Hashes provide a fixed length identifier that can easily be passed around between contracts with fixed overhead and no issues passing around variable-length strings.
A partial list can be seen on our homepage.
Yes. You can create whatever subdomains you wish and assign ownership of them to other people if you desire. You can even set up your own registrar for your domain.
Yes, you can update the addresses and other resources pointed to by your name at any time.
No. We consider ENS to be part of the 'global namespace' inhabited by DNS, and so we do our best not to pollute that namespace. ENS-specific TLDs are restricted to only .eth (on mainnet), or .eth and .test (on Ropsten), plus any special purpose TLDs such as those required to permit reverse lookups.
In addition to that, we are deploying support for importing DNS domains from the majority of DNS top-level domains using an integration that relies on DNSSEC. For details on those plans, please read this post.
The root node is presently owned by a multisig contract, with keys held by trustworthy individuals in the Ethereum community. We expect that this will be hands-off, with the root ownership only used to effect administrative changes, such as the introduction of a new TLD, or to recover from an emergency such as a critical vulnerability in a TLD registrar.
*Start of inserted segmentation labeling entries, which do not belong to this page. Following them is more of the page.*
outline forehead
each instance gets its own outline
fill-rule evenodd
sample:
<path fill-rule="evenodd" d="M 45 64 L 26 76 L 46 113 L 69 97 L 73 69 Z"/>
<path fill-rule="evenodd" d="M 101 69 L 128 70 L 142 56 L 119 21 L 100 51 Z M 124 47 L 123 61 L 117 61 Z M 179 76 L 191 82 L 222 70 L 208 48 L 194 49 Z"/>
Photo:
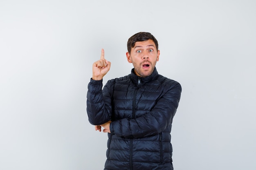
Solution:
<path fill-rule="evenodd" d="M 154 46 L 155 48 L 156 48 L 155 44 L 154 41 L 152 40 L 148 40 L 146 41 L 137 41 L 135 43 L 135 45 L 133 48 L 139 47 L 147 47 L 148 46 Z"/>

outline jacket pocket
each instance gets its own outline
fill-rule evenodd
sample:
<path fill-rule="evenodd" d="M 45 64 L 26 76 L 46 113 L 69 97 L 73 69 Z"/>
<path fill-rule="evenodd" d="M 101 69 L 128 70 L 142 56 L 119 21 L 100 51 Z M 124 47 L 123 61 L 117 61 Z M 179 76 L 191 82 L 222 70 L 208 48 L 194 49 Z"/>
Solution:
<path fill-rule="evenodd" d="M 111 158 L 110 157 L 110 146 L 111 144 L 111 141 L 112 141 L 112 135 L 111 135 L 111 134 L 110 134 L 110 136 L 109 137 L 109 138 L 108 139 L 109 140 L 109 143 L 108 144 L 108 155 L 107 155 L 107 157 L 108 157 L 109 159 L 109 160 L 111 160 Z"/>
<path fill-rule="evenodd" d="M 163 150 L 162 148 L 162 133 L 159 134 L 159 146 L 160 146 L 160 161 L 163 162 Z"/>

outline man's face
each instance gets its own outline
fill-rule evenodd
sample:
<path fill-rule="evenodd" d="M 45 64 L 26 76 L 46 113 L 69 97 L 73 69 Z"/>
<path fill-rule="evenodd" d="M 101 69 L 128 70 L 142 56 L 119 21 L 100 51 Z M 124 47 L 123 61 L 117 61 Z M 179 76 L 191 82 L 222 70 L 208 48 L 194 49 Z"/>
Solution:
<path fill-rule="evenodd" d="M 128 62 L 132 63 L 135 73 L 142 77 L 151 75 L 159 60 L 159 55 L 160 51 L 157 50 L 152 40 L 136 42 L 130 53 L 126 53 Z"/>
The keyholders are drawn from respected members of the community, and with the exception of Nick Johnson, founder of ENS, are unaffiliated with ENS. We ask and expect them to exercise their individual judgement acting in the interests of the ENS community, rather than rubber-stamping requests made to them by ENS developers.
Since the owner of a node can change ownership of a subnode (unless they have otherwise locked it from their control), the owner of the root can change any node in the ENS tree. This means that the keyholders can replace the contracts that govern issuing and managing domains, giving them ultimate control over the structure of the ENS system and the names registered in it. However, the root key holders have locked control of the .eth registrar contract, which means that even keyholders cannot affect the ownership of .eth domains.
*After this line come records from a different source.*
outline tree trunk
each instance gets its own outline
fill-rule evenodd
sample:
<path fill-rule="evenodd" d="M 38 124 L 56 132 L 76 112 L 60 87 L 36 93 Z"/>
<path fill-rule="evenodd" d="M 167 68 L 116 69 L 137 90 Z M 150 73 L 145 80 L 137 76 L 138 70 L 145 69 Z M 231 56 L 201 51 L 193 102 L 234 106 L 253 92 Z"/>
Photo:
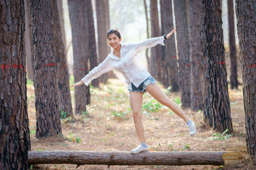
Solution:
<path fill-rule="evenodd" d="M 31 1 L 36 138 L 61 134 L 52 1 Z"/>
<path fill-rule="evenodd" d="M 105 3 L 107 0 L 97 0 L 96 13 L 97 13 L 97 28 L 98 32 L 98 50 L 99 63 L 102 62 L 108 56 L 108 46 L 107 39 L 107 20 L 106 12 L 105 11 Z M 93 68 L 92 68 L 93 69 Z M 104 73 L 99 78 L 100 82 L 106 83 L 108 81 L 108 73 Z"/>
<path fill-rule="evenodd" d="M 230 54 L 230 85 L 231 89 L 237 89 L 238 87 L 237 68 L 236 59 L 236 48 L 235 28 L 234 22 L 234 6 L 233 0 L 228 0 L 228 37 L 229 51 Z"/>
<path fill-rule="evenodd" d="M 147 24 L 147 38 L 149 38 L 149 26 L 148 26 L 148 10 L 147 10 L 147 2 L 146 0 L 143 0 L 143 3 L 144 3 L 144 10 L 145 10 L 145 15 L 146 17 L 146 24 Z M 146 59 L 147 59 L 147 62 L 148 64 L 148 66 L 149 66 L 149 57 L 148 57 L 148 48 L 146 49 Z"/>
<path fill-rule="evenodd" d="M 160 4 L 162 34 L 168 34 L 174 27 L 172 1 L 163 0 Z M 174 34 L 165 41 L 165 46 L 161 47 L 164 49 L 164 58 L 161 61 L 163 72 L 161 77 L 163 85 L 165 88 L 172 86 L 171 92 L 178 92 L 179 71 Z"/>
<path fill-rule="evenodd" d="M 158 19 L 157 1 L 150 0 L 150 24 L 151 24 L 151 37 L 160 36 L 159 22 Z M 157 81 L 161 81 L 161 46 L 157 45 L 151 48 L 151 55 L 149 71 L 152 76 Z"/>
<path fill-rule="evenodd" d="M 34 66 L 32 62 L 32 31 L 31 16 L 30 12 L 30 0 L 25 0 L 25 41 L 26 41 L 26 60 L 27 61 L 26 71 L 28 78 L 34 81 Z"/>
<path fill-rule="evenodd" d="M 137 155 L 128 152 L 31 151 L 29 163 L 118 166 L 223 165 L 243 159 L 243 152 L 148 152 Z"/>
<path fill-rule="evenodd" d="M 24 1 L 0 8 L 0 169 L 29 168 L 24 8 Z"/>
<path fill-rule="evenodd" d="M 63 117 L 73 116 L 73 110 L 71 104 L 70 88 L 69 87 L 68 68 L 67 66 L 67 58 L 65 46 L 61 35 L 60 16 L 57 8 L 57 1 L 52 2 L 52 15 L 55 21 L 53 24 L 54 43 L 56 46 L 55 55 L 56 66 L 58 69 L 57 82 L 59 93 L 59 110 Z M 61 8 L 62 9 L 62 6 Z"/>
<path fill-rule="evenodd" d="M 88 41 L 86 4 L 84 1 L 69 0 L 68 11 L 70 18 L 75 82 L 88 73 Z M 86 111 L 90 85 L 75 87 L 75 114 L 82 114 Z"/>
<path fill-rule="evenodd" d="M 197 111 L 203 108 L 202 83 L 204 45 L 201 34 L 204 11 L 202 0 L 188 1 L 189 59 L 190 59 L 190 97 L 191 110 Z M 204 34 L 204 33 L 203 33 Z"/>
<path fill-rule="evenodd" d="M 190 108 L 189 45 L 186 0 L 174 0 L 177 55 L 179 61 L 181 103 L 183 108 Z M 174 36 L 174 35 L 173 35 Z"/>
<path fill-rule="evenodd" d="M 65 32 L 63 9 L 62 8 L 62 0 L 59 0 L 56 1 L 58 6 L 58 11 L 59 12 L 60 25 L 61 30 L 62 41 L 63 41 L 63 45 L 64 45 L 65 55 L 66 56 L 67 58 L 67 41 L 66 41 L 66 33 Z"/>
<path fill-rule="evenodd" d="M 246 145 L 251 155 L 256 155 L 256 2 L 236 1 L 243 92 L 245 112 Z"/>
<path fill-rule="evenodd" d="M 95 67 L 98 66 L 98 61 L 97 58 L 97 48 L 95 40 L 95 30 L 94 29 L 93 21 L 93 13 L 92 11 L 92 0 L 86 0 L 87 7 L 87 17 L 88 23 L 88 43 L 90 45 L 89 48 L 89 60 L 90 60 L 90 69 L 93 69 Z M 99 80 L 95 78 L 92 81 L 92 85 L 93 87 L 99 87 Z"/>
<path fill-rule="evenodd" d="M 209 96 L 213 129 L 233 131 L 225 63 L 223 33 L 220 0 L 204 1 L 205 37 L 209 73 Z"/>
The keyholders are still capable of doing the followings:
- Control allocation and replacement of TLDs other than .eth - this is required to implement DNSSEC integration.
- Enable and disable controllers for the .eth registrar, which affect registration and renewal policies for .eth names.
- Update the pricing for .eth names.
- Receive and manage registration revenue.
Over time, we plan to reduce and decentralise human control over the system. Powers still held by the ENS root, such as those to set pricing and renewal conditions for domains, will be decentralised as robust systems become available to permit doing so.
Since the ENS contracts only deal with hashes, they have no direct way to enforce limits on what can be registered; character length restrictions are implemented by allowing users to challenge a short name by providing its preimage to prove it’s too short.
This means that you can in theory register both ‘foo.eth’ and ‘FOO.eth’, or even <picture of my cat>.eth. However, resolvers such as browsers and wallets should apply the nameprep algorithm to any names users enter before resolving; as a result, names that are not valid outputs of nameprep will not be resolvable by standard resolvers, making them effectively useless. Dapps that assist users with registering names should prevent users from registering unresolvable names by using nameprep to preprocess names being requested for registration.
It’s not enforced by the ENS contracts, but, as described above, resolvers are expected to use it before resolving names. This means that non-nameprep names will not be resolvable.
ENS complements and extends the usefulness of DNS with decentralised, trustworthy name resolution for web3 resources such as blockchain addresses and distributed content, while Namecoin and Handshake are efforts to replace all or part of DNS with a blockchain-based alternative.
The ENS Manager App and the Twitter bot have built-in lists of common names, drawn from an English dictionary and Alexa’s list of top 1 million Internet domain names. They use these lists to show you when common names are bought or renewed. We do this because if the app didn’t reveal these names, anyone with a little technical skill could find them out anyway, giving them an advantage over those who don’t have the capacity to build their own list and code to check names against it.
Currently, registration costs are set at the following prices:
- 5+ character .eth names: $5 in ETH per year.
- 4 character .eth names: $160 in ETH per year.
- 3 character .eth names $640 in ETH per year.
3 and 4 character names have higher pricing to reflect the small number of these names available.
After your name expires, there is a 90 day grace period in which the owner can't edit the records but can still re-register the name. After the grace period, the name is released for registration by anyone with a temporary premium which decreases over a 21 days period. The released name continues to resolve your ETH address until the new owner overwrites it.
The .eth registrar is structured such that names, once issued, cannot be revoked so long as an active registration is maintained.